Two of the UAE's Comprehensive Economic Partnership Agreements (CEPA) will come into force on September 1, paving the way for a new era of trade and investment cooperation with two rapidly emerging global economies.

The trade pacts with Turkey and Indonesia will help remove or reduce tariffs on a vast array of goods, eliminate trade barriers and establish pathways for investment into priority sectors such as logistics, energy, food production, fintech, e-commerce, as well as travel and tourism.

These are now the third and fourth of the UAE’s Comprehensive Economic Partnership Agreements to come into force, following on from the successful roll-out of CEPAs with India, which was implemented in May 2022, and Israel, which was introduced in April 2023.

They are the latest components of a foreign trade agenda that seeks to establish stronger economic ties with strategically important nations around the world.

The UAE-Indonesia CEPA, which was signed in Abu Dhabi in July 2022, is projected to boost the value of bilateral non-oil trade from its current $4.08 billion to more than $10 billion within five years.

The agreement also seeks to raise the combined value of trade in services between the two nations to $630 million by 2030. Under the terms of the CEPA, more than 80 per cent of UAE exports to Indonesia will now be exempt from customs duties.

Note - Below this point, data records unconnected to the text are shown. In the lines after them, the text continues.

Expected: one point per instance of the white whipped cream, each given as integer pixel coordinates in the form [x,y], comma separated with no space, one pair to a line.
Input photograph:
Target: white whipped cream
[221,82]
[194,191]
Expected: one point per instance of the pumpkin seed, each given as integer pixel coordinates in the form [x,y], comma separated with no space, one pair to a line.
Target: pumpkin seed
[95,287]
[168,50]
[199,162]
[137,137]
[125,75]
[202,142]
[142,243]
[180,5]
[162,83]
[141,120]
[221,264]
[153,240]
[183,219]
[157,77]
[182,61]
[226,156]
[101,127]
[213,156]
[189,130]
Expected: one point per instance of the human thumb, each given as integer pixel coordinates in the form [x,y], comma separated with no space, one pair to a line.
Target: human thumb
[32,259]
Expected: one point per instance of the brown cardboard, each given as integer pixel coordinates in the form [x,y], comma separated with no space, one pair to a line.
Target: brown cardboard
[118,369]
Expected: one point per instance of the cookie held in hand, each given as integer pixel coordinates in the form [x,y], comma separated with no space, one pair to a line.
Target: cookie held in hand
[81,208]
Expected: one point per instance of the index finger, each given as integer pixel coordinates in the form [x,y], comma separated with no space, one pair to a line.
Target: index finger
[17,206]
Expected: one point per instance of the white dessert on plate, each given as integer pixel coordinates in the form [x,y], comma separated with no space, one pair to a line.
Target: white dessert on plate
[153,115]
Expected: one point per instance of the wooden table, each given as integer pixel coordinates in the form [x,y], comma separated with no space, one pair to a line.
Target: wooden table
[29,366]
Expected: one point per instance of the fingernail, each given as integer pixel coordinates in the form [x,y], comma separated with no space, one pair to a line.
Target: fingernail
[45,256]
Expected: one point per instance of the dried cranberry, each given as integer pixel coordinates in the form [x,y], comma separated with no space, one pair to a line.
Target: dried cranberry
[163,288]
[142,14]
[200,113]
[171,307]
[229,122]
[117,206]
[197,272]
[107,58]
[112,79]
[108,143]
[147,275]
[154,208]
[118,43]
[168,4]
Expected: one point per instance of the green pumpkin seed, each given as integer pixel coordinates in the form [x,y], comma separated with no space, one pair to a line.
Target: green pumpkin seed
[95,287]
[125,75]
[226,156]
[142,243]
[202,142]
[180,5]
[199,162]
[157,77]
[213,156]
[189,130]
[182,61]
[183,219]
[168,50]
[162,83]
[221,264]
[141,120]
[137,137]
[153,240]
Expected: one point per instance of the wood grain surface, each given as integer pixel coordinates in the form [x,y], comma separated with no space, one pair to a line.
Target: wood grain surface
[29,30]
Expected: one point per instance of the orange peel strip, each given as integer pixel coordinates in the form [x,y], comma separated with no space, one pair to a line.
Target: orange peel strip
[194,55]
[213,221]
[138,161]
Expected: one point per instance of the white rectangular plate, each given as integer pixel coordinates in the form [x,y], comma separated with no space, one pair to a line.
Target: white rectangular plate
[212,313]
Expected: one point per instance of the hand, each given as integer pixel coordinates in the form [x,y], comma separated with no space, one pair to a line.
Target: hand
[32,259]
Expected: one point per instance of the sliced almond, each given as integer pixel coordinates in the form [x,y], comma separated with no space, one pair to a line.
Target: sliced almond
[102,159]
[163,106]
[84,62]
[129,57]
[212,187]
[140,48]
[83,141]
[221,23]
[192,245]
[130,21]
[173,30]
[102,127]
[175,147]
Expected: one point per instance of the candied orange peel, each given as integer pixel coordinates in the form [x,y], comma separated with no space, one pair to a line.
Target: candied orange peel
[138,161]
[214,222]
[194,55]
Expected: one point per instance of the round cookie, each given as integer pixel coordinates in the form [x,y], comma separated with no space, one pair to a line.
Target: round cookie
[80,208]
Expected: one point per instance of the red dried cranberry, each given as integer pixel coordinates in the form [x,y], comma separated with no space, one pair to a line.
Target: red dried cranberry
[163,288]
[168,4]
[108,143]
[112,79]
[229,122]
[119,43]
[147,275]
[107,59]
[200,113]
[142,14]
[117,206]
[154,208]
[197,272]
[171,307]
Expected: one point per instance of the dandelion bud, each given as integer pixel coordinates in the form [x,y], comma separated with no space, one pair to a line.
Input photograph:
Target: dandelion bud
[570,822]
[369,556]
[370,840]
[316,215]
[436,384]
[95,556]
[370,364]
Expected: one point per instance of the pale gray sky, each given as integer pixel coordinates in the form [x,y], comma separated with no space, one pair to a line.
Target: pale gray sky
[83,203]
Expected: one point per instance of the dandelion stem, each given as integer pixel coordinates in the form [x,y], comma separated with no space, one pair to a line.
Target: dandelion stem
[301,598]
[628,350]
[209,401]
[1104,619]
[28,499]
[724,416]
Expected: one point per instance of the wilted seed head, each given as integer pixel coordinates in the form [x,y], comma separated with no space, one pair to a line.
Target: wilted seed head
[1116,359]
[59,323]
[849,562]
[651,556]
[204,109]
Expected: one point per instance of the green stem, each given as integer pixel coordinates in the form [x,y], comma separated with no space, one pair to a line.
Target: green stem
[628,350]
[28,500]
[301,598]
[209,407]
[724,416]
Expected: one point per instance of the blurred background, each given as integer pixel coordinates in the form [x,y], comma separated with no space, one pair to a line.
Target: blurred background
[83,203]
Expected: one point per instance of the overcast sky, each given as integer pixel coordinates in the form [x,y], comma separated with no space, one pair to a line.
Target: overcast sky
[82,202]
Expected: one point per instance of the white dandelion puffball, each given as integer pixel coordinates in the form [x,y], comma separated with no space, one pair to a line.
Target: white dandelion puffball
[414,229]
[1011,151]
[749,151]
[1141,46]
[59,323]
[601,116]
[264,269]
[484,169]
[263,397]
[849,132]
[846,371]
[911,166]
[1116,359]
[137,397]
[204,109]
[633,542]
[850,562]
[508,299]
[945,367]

The UAE-Indonesian economic partnership also seeks to develop the rapidly expanding Islamic economy, which is projected to reach $3.2 trillion by 2024, while accelerating the implementation of investment projects worth $10 billion in sectors such as agriculture, energy, infrastructure, and logistics.

The UAE-Turkey CEPA has eliminated or reduced customs duties on 82 per cent of product lines, which account for more than 93 per cent of the value of bilateral non-oil trade.

In 2022, Turkey was the fastest growing of the UAE’s top ten trading partners, with non-oil trade climbing 40 per cent to $18.9 billion. The newly liberalized trading environment will see this rise to $40 billion within the next five years.

"Both agreements will unlock a range of opportunities for our private sector in two of the world’s most dynamic centers of growth, and help broaden our network of trade partnerships with strategically important markets – both regionally and globally," said Dr. Thani bin Ahmed Al-Zeyoudi, Minister of State for Foreign Trade.

He stressed that the agreements play a vital role in attaining the nation's objectives, in particular the vision laid out in “We The UAE 2031”, which seeks to double the UAE’s non-oil foreign trade to AED 4 trillion and elevate national exports to AED 800 billion.

The recently published statistics which show a record non-oil foreign trade value of AED 1.239 trillion for the first six months of 2023, demonstrate that the UAE is firmly on track – and that the CEPA programme will help maintain this upward trajectory.